So should we see this IPO as restoring a bit of pride to the US, which has in recent weeks been forced to defend itself against charges its $600bn return to quantitative easing is a ruthless exercise in currency manipulation? Well perhaps, but another aspect of the GM float is a much more revealing indicator of the shift in economic power from west to east.

It is that SAIC Motor Corp, the Chinese automotive company, contributed $500m to GM's IPO, buying a 1 per cent stake. The investment was not designed to be politically provocative, though there will no doubt be American politicians who resent the Chinese owning even a small chunk of a company that was nationalised and privatised at such huge expense to taxpayers. Rather, it reflects the close relationship between GM and SAIC, which is one of the big reasons GM is this year poised to post its first profit since 2004. Around a quarter of that profit will come from Shanghai GM, its Chinese operation, in which SAIC has a 51 per cent controlling stake.

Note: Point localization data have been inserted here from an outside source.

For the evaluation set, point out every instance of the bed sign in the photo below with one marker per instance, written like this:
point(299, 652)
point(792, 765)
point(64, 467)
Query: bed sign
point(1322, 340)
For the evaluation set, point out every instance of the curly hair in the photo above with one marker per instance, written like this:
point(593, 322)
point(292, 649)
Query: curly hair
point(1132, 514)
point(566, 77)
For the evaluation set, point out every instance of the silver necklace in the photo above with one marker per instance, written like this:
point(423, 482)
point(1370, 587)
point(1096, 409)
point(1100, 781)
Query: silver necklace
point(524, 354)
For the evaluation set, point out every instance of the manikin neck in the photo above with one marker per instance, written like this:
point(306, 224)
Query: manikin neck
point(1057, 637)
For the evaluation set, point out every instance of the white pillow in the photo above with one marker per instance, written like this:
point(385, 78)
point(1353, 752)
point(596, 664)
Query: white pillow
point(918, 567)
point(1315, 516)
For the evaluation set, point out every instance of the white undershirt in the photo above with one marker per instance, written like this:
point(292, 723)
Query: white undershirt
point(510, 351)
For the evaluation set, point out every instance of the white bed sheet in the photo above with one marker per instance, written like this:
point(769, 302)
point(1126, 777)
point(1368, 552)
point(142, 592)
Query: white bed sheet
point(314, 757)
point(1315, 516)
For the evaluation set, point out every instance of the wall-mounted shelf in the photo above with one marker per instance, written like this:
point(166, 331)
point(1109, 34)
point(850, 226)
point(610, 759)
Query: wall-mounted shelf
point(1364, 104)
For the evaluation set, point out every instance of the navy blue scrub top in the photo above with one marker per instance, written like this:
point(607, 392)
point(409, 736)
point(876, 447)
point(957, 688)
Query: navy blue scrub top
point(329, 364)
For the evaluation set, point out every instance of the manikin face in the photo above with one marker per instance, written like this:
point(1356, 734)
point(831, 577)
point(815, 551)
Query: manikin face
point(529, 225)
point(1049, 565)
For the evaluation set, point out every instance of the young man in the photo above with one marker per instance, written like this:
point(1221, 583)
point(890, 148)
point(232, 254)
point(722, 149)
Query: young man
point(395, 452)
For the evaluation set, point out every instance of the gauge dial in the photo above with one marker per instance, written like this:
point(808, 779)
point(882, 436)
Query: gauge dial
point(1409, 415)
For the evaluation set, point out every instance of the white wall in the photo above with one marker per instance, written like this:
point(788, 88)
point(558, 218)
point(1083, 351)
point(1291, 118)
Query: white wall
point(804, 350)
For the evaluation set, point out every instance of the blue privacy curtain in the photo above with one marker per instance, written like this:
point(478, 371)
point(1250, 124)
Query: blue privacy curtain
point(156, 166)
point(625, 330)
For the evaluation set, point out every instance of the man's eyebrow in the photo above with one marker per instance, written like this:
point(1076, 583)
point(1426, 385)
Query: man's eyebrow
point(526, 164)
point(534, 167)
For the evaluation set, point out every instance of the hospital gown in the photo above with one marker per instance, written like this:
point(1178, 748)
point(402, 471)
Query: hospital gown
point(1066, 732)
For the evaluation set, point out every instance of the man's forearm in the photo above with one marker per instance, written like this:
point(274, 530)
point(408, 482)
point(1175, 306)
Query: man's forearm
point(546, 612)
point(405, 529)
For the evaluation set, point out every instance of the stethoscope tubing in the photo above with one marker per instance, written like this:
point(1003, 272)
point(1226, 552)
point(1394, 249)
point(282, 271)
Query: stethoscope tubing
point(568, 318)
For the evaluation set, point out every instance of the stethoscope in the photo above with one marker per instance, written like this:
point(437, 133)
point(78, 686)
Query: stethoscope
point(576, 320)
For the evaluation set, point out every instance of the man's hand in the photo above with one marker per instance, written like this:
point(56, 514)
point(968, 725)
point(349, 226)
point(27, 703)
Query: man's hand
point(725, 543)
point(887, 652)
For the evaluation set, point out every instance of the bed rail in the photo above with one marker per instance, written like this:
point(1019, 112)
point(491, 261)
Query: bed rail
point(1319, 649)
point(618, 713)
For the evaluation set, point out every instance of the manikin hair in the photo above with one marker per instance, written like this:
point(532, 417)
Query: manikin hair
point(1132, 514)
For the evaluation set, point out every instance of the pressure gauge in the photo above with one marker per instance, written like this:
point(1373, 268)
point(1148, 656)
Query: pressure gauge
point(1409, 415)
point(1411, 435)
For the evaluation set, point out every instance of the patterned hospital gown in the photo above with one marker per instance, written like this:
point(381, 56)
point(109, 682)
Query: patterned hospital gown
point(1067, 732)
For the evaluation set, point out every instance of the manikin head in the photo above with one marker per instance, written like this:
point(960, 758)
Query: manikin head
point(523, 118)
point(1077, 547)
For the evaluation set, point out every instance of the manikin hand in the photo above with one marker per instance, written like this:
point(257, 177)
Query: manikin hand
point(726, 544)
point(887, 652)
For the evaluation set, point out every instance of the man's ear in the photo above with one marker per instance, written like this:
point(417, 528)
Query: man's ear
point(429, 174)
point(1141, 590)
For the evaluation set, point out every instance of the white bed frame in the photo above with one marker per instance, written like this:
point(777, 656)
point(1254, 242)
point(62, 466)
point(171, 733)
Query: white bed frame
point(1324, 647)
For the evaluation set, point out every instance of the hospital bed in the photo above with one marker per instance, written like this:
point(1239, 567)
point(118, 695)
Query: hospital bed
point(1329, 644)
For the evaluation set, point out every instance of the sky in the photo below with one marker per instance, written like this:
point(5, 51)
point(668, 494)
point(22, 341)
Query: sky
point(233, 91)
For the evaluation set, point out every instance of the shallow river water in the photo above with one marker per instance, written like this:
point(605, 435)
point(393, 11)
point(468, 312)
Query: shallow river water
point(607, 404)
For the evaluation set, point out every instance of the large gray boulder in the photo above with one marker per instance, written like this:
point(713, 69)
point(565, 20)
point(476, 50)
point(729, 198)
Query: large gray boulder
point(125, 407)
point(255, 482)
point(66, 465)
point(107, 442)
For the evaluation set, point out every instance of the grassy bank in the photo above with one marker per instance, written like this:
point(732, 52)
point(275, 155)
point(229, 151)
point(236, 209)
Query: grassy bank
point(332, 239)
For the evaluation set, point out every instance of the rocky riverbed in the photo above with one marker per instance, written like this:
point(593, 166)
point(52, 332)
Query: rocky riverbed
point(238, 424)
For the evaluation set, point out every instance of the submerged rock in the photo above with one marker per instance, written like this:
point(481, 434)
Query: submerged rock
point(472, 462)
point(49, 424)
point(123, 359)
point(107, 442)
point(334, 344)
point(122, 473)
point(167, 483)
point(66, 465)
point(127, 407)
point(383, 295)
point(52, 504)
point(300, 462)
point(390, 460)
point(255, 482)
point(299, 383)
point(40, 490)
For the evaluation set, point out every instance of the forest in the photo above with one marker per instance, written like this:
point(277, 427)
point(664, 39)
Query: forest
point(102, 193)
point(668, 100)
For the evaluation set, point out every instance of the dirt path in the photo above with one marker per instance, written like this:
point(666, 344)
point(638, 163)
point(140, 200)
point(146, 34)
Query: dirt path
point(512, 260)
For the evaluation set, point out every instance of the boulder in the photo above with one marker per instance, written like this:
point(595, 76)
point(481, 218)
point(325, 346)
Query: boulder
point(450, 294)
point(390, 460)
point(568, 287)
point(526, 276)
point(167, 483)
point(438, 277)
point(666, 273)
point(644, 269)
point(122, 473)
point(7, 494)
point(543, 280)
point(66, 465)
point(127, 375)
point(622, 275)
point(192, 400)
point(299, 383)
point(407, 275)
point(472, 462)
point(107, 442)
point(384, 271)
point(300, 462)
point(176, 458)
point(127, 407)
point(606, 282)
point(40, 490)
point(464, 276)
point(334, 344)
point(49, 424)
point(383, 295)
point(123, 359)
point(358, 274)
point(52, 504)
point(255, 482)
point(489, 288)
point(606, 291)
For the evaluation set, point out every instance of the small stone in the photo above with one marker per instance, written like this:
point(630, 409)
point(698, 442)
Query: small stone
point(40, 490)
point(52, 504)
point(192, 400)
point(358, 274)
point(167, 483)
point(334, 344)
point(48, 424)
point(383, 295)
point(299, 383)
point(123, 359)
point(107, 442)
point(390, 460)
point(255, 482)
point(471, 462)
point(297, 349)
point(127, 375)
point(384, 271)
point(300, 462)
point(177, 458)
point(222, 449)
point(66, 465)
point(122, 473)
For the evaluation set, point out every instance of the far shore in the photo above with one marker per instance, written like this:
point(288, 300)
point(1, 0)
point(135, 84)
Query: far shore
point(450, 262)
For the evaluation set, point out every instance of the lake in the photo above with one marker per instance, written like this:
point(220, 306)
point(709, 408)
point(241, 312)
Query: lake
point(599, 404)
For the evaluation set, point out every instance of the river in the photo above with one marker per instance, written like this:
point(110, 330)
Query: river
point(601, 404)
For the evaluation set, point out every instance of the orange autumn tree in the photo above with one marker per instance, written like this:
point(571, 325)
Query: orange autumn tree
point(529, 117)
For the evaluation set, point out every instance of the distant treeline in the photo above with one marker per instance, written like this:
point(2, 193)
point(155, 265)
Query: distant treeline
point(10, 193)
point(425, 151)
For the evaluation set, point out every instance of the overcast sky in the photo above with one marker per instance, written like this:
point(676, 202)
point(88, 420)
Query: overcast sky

Any automotive manufacturer with pretensions to compete on a global scale now has to take China seriously. Last year, for the first time, China was the world's largest car market: around 13 million passenger vehicles were sold in the country during 2009, compared with only 10 million in the US.

China also now holds the top ranking on car production, having overtaken both the US and Japan last year. Around half the cars it built were made by Chinese firms, rather than foreign operators with manufacturing sites in the country.

These are statistics for GM to reflect on as it returns to private ownership. For while this float is being hailed as something of a triumph for an auto giant that looked to be a basket case a year ago, even "new GM", stripped of all those painful liabilities, will never again dominate on the world stage.